Death Note, Vol. 1 introduces the primary players and central concepts. Light Yagami is a high school student with great prospects for the future, but in spite of his academic achievements, he is bored. Ryuk is a shinigami – a death god, and he is bored out of his mind with the sorry state of affairs in the Realm of the Shinigami. To have some fun, Ryuk drops his Death Note into the human world. The Death Note is a notebook, and any human whose name is written on a page within the notebook will die.
Light finds the Death Note and learns of its use via instructions included inside, so he decides to use it to rid the world of evil – especially of the vilest criminals. After criminals start dropping dead in large numbers, Interpol assigns the legendary detective, L, to track down the killer of these criminals, a killer they name “Kira.” With L seemingly getting closer to discovering his activities, Light engages in a game of cat and mouse with the detective, while trying to stay true to his noble goal.

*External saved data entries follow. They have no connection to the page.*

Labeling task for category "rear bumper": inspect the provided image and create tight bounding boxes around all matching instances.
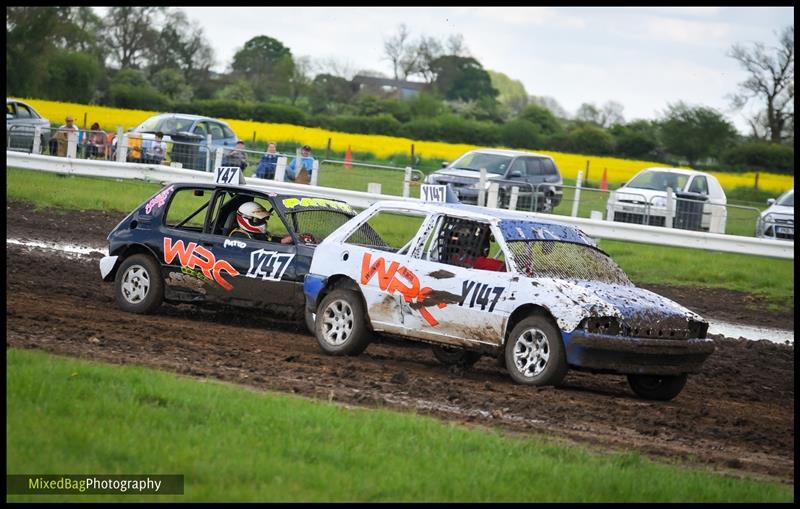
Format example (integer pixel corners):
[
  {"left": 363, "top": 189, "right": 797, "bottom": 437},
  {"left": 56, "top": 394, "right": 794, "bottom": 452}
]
[{"left": 563, "top": 331, "right": 715, "bottom": 376}]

The seven chapters that comprise this first volume of Death Note serve to introduce the story, settings, and characters to readers, which they do with some detail and quite a bit of efficiency. Ohba not only moves quickly to establish the hook – how Light Yagami uses the Death Note – but the author also begins to dig into the why of Light’s activities. Ohba presents Light as a very intelligent, thoughtful, and well-meaning young man, but a young man who is also conniving, manipulative, and dangerous. In these early chapters, Ohba does make one wonder to what extent the Death Note has affected Light’s personality. Has this supernatural notebook changed Light or merely brought out his true nature?
The graphic storytelling and art by Takeshi Obata is excellent. Obata establishes Death Note’s suspenseful mood, and balances the narrative’s supernatural and real world aspects. With his drawings, Obata peers into Light’s soul, allowing the reader to investigate the character. Obata also creates an impenetrable aura of mystery around the detective L that makes this excellent series all the better.